Art of Yoo Young-kuk revisited
By Kwon Mee-yoo
Yoo Young-kuk (1916-2002) explored the world of abstract painting throughout his life. Unlike other artists who started with figurative painting and then turned to Abstractionism, Yoo was an abstract artist from the outset.
An exhibition commemorating the 10th anniversary of Yoo’s death is currently at Gallery Hyundai Gangnam Space in Sinsa-dong, southern Seoul. Some 60 highlights from more than 800 of Yoo’s works are on display.
The exhibit kicks off with the small abstract painting “Work” (1940). This is the only piece left from Yoo’s days in Japan.

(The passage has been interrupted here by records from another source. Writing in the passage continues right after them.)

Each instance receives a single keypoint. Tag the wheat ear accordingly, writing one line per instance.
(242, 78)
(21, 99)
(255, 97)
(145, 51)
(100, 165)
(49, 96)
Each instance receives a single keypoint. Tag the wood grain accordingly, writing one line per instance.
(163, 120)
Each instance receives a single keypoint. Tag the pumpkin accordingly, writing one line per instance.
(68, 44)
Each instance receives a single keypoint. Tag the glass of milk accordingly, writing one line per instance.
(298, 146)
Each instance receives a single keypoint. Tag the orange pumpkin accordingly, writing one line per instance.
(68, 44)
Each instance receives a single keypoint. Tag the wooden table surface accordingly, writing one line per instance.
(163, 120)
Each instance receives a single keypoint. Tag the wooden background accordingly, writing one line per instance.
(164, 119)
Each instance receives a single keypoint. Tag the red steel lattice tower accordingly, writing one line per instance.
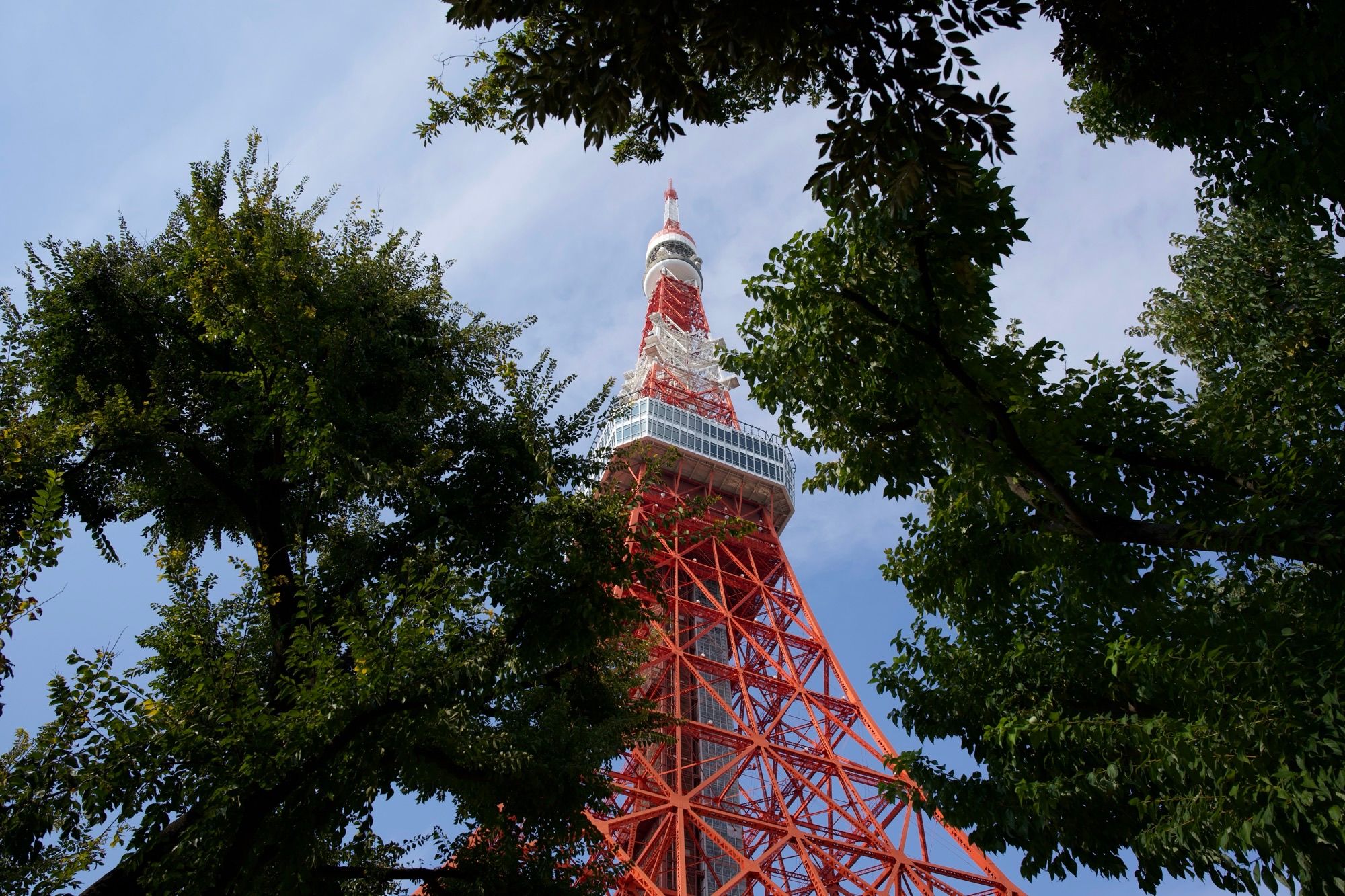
(770, 783)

Born in Uljin, then-Gangwon Province, in 1916, Yoo studied abroad at the Tokyo Art Academy’s College of Fine Arts in Japan. Influenced by geometric abstraction such as Piet Mondrian’s “Composition,” Yoo’s early works use simple lines and achromatic colors.

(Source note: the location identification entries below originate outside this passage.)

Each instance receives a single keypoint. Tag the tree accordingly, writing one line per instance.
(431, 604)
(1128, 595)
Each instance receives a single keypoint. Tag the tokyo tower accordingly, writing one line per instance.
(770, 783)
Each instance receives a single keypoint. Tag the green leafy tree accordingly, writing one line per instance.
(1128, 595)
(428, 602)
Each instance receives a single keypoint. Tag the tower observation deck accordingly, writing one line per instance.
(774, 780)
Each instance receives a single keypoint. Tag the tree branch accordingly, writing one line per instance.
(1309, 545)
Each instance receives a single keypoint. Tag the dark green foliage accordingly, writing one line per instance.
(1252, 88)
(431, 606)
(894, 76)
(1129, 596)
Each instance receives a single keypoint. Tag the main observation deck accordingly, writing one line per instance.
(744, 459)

His second phase is more nature-inspired by subjects such as mountains and the sea.
After returning from Japan, Yoo was forced to stop painting and work for a living due to Japan’s colonial rule. He went back to his hometown and worked for a fishery and ran a distillery. The experience inspired him to draw color-field abstracts with lines dividing each color.
Yoo’s abstractionism hit its peak in the 1960s, when he turned to abstract expressionism. Forms are dissolved and colors construct the paintings. The artist was taciturn and did not reveal much about his paintings. He said abstract paintings do not have correct interpretations so people can find meaning as they see fit.
The strong, intensive colors of Yoo’s paintings are overwhelming. He used a lot of primary and complementary colors, but the composition is sophisticated even decades later.
Yoo’s endless experimentation with abstract painting is seen through his return to geometric abstraction with fundamental figures such as circles, triangles and quadrangles in the late 1960s.
His health worsened in the ’70s and once again turned to nature in his paintings. Colored mountains returned to his canvas and the curved lines of Korean roof tiles are beautifully portrayed in abstract works such as “Mountain” (1979).
Yoo’s view of nature became friendly and contemplative as he got older. His last piece, “Work” (1999), with triangles in red and brown, is in the corner of the exhibit hall.
“The subject of my oeuvre is nature, which I explore through non-figurative forms, that is, abstraction. It is nature not as a particular subject but as lines, planes or colors. Through these lines, planes and colors, nature is rendered as a non-figurative form,” Yoo was quoted as saying.
“Mountain” (1988) applies various shades of red, orange, purple and green and yet they all go together well on the canvas.
His signature also grabs the eye. Unlike most artists whose signatures are hard to decipher, Yoo boldly writes “YOUNGKUK” and the year the piece was produced in block letters.
The Yoo Youngkuk Art Foundation, Gallery Hyundai and Maronie Books published “Yoo Youngkuk,” as part of “The Most Beloved Painter in Korea” series. The book includes critiques and essays on Yoo written by art critic Oh Gwang-su, art historian Chung Byung-kwan, Seoul National University professor Chung Young-mok and Sangmyung University professor Lee In-bum.
The exhibition runs through June 17. The gallery is closed on Mondays. Tickets cost 5,000 won for adults and 3,000 won for concessions. Docent-led tours are at 11 a.m. and 3 p.m. from Tuesday to Sunday.